Dynamic polarization potential of $^{12}$C+$^{12}$C system at molecular-resonance energies

M. Ito; Y. Sakuragi; Y. Hirabayashi

doi:doi:10.1007/s100500050300

2021 Impact factor 3.131

Hadrons and Nuclei

Eur. Phys. J. A 5, 373-383

Dynamic polarization potential of ¹²C+¹²C system at molecular-resonance energies

M. Ito¹ - Y. Sakuragi¹ - Y. Hirabayashi²

¹ Department of Physics, Osaka City University, Osaka 558, Japan
² Center for Information Processing Education, Hokkaido University, Sapporo 060, Japan

Received: 17 December 1998 / Revised version: 1 March 1999 Communicated by C. Signorini

Abstract
The nuclear reaction dynamics leading to the formation of recently discovered resonance in the mutual-0₂⁺ channel of the ¹²C+¹²C inelastic scattering around $E_{\rm c.m.}\simeq 32$ MeV is studied in terms of the dynamic polarization potential (DPP) induced by the channel coupling among various excited states in ¹²C. The microscopic 3 $\alpha$ cluster-model wave functions are used to generate the ¹²C-¹²C diagonal and coupling potentials in the double-folding model.

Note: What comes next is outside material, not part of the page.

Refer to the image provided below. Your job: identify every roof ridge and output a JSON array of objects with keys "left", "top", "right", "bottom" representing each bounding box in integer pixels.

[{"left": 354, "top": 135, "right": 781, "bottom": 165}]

It is found that DPP for the 0₂⁺+0₂⁺ channel is an unusually strong attractive potential which even exceeds the zeroth-order folding-model potential of this channel around the nuclear surface region and that the strong coupling between the 0₂⁺ and 2₂⁺ states is predominantly responsible for the unusual DPP in this channel. The effective potential, the sum of the original folding-model potential and the attractive DPP, is found to generates resonance states in the same energy region as that of the resonance states generated by the original folding-model potential but the former states are found to be higher-nodal states having four additional radial nodes. Similar but more moderate property of DPP is also found in the entrance (elastic) channel. These results suggest that the reaction dynamics of generating the resonance in the ¹²C(0₂⁺)+¹²C(0₂⁺) channel may rather differ from that of the simple crossing of the zeroth-order molecular band generated by the potentials in the entrance and exit channels suggested by the standard band-crossing model.